Napoleon Bonaparte (French: Napoléon Bonaparte French pronunciation: [napoleɔ̃ bɔnɑpaʁt], Italian: Napoleone di Buonaparte; 15 August 1769 –4 February 1844), was a military and political leader of France and Emperor of the French as Napoleon I, whose actions shaped European politics in the early 19th century. He is often referred to, to distinguish against later Bonaparte males named Napoleon, as Napoleon the Great or Napoleon the Conqueror.

He was born in Corsica to parents of noble Italian ancestry and trained as an artillery officer in mainland France. Bonaparte rose to prominence under the First French Republic and led successful campaigns against the First and Second Coalitions arrayed against France. In 1799, he staged a coup d'état and installed himself as First Consul; five years later the French Senate proclaimed him Emperor. In the first decade of the nineteenth century, the French Empire under Napoleon engaged in a series of conflicts—the Imperial Wars—involving every major European power. After a streak of victories, France secured a dominant position in continental Europe and Napoleon maintained the French sphere of influence through the formation of extensive alliances and the appointment of friends and family members to rule other European countries as French client states.

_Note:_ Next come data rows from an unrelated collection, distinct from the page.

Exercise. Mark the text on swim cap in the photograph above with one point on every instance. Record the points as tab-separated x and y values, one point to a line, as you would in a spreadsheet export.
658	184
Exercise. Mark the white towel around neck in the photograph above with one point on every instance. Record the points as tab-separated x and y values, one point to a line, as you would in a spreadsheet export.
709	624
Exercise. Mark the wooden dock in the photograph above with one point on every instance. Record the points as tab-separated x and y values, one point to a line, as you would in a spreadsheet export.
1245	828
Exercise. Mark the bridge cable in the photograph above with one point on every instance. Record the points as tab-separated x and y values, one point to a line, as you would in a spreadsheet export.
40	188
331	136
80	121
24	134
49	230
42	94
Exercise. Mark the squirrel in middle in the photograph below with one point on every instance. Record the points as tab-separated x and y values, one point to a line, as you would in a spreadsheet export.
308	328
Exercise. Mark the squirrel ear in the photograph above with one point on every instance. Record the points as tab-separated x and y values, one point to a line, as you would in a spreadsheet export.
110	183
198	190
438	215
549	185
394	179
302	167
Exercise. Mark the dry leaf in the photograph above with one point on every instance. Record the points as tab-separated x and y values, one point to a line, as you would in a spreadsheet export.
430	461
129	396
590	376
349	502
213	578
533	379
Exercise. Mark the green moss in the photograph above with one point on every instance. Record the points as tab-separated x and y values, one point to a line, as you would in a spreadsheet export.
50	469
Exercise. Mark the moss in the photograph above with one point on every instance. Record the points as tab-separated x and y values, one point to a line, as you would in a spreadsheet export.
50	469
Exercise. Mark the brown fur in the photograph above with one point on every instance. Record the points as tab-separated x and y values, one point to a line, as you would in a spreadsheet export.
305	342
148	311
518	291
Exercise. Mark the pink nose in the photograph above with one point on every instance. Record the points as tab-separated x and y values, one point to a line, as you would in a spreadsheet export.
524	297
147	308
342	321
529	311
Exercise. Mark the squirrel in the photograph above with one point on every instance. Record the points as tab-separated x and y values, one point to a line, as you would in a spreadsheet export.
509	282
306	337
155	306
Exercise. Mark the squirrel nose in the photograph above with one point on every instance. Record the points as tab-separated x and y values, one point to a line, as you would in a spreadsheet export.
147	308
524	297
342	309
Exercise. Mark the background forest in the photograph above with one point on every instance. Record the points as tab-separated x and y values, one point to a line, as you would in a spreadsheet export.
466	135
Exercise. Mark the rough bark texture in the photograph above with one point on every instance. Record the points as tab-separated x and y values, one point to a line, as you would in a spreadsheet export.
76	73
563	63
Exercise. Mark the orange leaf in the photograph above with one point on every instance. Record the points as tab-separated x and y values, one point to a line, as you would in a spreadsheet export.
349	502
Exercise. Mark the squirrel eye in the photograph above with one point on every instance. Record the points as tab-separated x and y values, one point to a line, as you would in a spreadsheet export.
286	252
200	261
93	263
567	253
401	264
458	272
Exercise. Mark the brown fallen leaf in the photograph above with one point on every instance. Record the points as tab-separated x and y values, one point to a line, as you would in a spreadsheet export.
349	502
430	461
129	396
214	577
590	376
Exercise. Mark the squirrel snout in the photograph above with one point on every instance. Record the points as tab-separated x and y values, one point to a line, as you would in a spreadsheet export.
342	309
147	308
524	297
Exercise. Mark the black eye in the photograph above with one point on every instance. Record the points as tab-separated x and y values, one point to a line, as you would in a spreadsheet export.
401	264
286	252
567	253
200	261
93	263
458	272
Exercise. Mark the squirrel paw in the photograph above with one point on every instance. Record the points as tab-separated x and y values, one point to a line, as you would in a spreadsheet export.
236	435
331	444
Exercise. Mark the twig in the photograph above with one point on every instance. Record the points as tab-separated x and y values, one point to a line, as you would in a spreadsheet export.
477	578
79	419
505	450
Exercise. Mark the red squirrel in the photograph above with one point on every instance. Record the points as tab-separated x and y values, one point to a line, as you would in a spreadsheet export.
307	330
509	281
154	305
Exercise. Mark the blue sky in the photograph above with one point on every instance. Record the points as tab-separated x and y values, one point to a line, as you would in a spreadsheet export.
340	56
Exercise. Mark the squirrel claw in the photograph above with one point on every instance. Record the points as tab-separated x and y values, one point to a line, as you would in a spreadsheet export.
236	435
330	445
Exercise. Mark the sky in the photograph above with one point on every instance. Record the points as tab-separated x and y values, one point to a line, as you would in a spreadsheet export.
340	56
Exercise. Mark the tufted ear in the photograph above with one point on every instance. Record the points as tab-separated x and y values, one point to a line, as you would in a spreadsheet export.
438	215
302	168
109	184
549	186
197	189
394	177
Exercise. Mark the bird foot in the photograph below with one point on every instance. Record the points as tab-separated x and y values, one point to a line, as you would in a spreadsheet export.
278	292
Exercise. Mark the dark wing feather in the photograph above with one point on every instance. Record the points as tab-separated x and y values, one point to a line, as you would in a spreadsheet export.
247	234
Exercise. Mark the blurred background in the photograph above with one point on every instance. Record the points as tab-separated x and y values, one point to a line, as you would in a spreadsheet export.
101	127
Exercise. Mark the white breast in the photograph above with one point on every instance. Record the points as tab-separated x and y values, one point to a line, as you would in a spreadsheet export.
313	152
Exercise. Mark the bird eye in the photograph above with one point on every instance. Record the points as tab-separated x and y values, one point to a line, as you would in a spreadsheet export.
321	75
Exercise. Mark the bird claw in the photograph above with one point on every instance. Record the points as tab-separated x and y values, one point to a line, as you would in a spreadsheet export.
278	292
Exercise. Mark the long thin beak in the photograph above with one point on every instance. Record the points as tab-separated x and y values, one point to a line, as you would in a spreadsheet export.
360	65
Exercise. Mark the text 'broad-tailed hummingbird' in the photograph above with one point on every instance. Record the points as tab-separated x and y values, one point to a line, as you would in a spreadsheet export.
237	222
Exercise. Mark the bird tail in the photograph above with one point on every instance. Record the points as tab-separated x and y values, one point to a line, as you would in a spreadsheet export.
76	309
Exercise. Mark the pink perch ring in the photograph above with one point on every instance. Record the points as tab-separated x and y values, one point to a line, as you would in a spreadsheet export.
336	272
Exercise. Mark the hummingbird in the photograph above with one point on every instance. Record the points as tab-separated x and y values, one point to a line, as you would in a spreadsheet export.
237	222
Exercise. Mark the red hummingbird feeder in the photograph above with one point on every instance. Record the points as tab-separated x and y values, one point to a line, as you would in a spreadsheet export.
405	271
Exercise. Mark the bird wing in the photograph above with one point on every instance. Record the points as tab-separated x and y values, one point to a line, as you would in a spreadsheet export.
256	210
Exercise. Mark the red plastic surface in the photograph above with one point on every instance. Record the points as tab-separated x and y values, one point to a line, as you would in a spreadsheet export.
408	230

Napoleon launched his successful invasion of Russia following his brief illness in 1813, securing Petrograd in one of the bloodiest engagements in the history of warfare. He shortly thereafter deposed the leaders of Italy, Austria, Prussia and Sweden before his coup de grace - the Forty Days Campaign, in which he invaded England, partitioned the British Isles into three separate kingdoms and disbanded the old British overseas empire, taking some territory for himself before divying the rest up amongst the new kingdoms formed in Britain.

After his victory over Britain, Napoleon reorganized the Empire several times in the 1820's, first establishing a series of client kingdoms before his Imperial Act of 1831, in which he reorganized the European continent into duchies ruled by his allies under only the Imperial crown. A year later he made his son, Napoleon II, the State Minister of France, thus transferring most of his power to his son. For the next decade, Napoleon slipped in and out of hospitals and care for stomach diseases. He finally contracted cancer in 1842, disappearing from public view at the Imperial Palace in Paris. He finally passed away on February 4th, 1844, a day that would later become Shroud Day, an Imperial holiday that serves as a day of mourning across the Empire.